Le toca a Seurel bajar el cadáver desde su cuarto hasta el ataúd, en la planta
baja, y allí conoce, cara a cara, en la hermosa cara de Ivonne de Galais, ya no
en el presentimiento sino en un cuerpo ganado por ella, la muerte, la grande:
“Agarrado del cuerpo inerte y pesado, inclino la cabeza sobre la cabeza de
ella, respiro con fuerza y sus cabellos rubios aspirados me entran en la boca;
cabellos muertos que tienen un sabor a tierra. Ese sabor a tierra y a muerte,
ese peso sobre el corazón, es todo lo que queda para mí de la gran aventura, y
de ti, Ivonne de Galais, mujer a quien tanto buscamos, mujer tan amada...”.
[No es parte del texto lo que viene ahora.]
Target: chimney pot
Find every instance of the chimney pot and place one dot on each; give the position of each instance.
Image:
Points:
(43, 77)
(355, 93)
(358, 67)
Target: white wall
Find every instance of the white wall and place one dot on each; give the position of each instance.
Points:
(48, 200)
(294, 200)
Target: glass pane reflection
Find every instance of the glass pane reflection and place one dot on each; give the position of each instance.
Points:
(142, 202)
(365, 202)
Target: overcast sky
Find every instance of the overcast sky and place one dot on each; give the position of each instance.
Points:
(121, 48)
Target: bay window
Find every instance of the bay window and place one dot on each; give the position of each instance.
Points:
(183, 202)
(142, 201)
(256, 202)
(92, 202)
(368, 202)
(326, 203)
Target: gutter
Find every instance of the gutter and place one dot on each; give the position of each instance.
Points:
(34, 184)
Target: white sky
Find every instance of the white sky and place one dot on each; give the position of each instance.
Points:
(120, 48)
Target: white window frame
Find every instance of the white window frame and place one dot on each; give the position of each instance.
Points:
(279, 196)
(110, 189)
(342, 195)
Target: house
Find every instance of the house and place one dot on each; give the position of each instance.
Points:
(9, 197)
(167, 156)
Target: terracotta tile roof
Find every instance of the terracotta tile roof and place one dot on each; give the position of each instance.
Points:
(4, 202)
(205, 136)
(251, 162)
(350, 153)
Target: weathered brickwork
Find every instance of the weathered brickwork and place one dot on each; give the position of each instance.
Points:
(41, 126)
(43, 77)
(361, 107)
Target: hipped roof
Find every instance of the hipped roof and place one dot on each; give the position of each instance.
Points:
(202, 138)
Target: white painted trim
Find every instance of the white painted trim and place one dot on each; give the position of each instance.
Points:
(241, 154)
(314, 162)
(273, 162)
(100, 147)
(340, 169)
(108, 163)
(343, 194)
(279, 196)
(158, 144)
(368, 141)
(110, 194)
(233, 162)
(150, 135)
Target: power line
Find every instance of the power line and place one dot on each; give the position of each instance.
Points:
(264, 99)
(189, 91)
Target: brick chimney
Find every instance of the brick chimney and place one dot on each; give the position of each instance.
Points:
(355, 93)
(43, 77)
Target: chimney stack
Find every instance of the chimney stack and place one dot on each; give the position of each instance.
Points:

Muere también el señor de Galais, se apaga pacíficamente; lo llora
serenamente Seurel, sentado a la cabecera
de ese viejo encantador, cuya manera de pensar indulgente y la fantasía aliada
a la de su hijo habían sido la causa de toda nuestra aventura. Con igual
firmeza, pese a su desesperanza y su errancia atormentada, se entera Agustín
Meaulnes , cuando por fin regresa a Sablonnières, de la muerte de Ivonne de
Galais:
“-¡Ah!- dijo con voz breve- Está
muerta, ¿no es cierto?”
Conocen el señorío de la muerte, vacilan por
momentos, aturdidos, y siguen su aventura vital. Ya son hombres, todavía con
aires infantiles, y comprenden que la felicidad y la muerte están a la vuelta
de la esquina o junto a ellos o andan con ellos todo el tiempo y ahora saben
más de la vida y aún saben muy poco.
4
Después de arreglar el encuentro de
Frantz de Galais y Valentina, la amada esquiva, después de unirlos tal vez para
siempre, Meaulnes regresa con ellos a Sablonnières, donde Seurel ya se ha
encariñado con la hija de Agustín e Ivonne. Sabe Seurel que tarde o temprano
Agustín envolverá a la niña en un abrigo y partirá con ella hacia nuevas
aventuras. De todas maneras, ya Meaulnes es un hombre que vive con el pensamiento horrible de que ha renunciado
al paraíso y da pasos de ciego a las
puertas del infierno. Quizás exagera Agustín Meaulnes, por la amargura del
momento, cuando ya no alberga esperanzas de encontrar a Valentina y juntarla
con Frantz, que entonces andaba de saltimbanqui de un pueblo a otro.
Seguramente se irá Meaulnes, como lo prevé su amigo del alma, pero ya la gran
aventura ha sido vivida, ninguna otra la superará. Si intentamos prolongar la
ficción de Alain Fournier, no hallaremos otro final superior al que él concibió
para El gran Meaulnes, y sabremos que
toda su intuición, todo su sentido poético, quedó en esas páginas porque le
tocaba morir pronto en un campo de batalla de la primera orgía tanática del
siglo XX. Al menos yo creo que el gran Meaulnes no volverá; estará conmigo, en
mi memoria entusiasmada por sus aventuras, hasta mi último día. Ojalá esa forma
de la belleza (por decir lo menos) que concibió el espíritu en los primeros
años del siglo pasado, perdure en otras memorias y en otros devotos de su
poesía donde inocencia, felicidad, muerte y belleza conviven en su propia
armonía y en sus propias conjunciones.
El gran Meaulnes no volverá, me
parece, a este mundo acelerado y cambiante por fuerzas de muy poca o ninguna
alma, donde poquísimas voces aisladas del decir cordial son desoídas. A un
mundo enloquecido por el poder político y económico no puede volver el gran
Meaulnes, tampoco su amada ni su amigo: sería demasiado para sus almas
provincianas y para sus sentidos exacerbados. Tal vez más adelante pueda
volver, con su intensidad juvenil, El
gran Meaulnes; por ahora, algunos dogmas endurecen los corazones y son
otros los motivos de las diversas literaturas.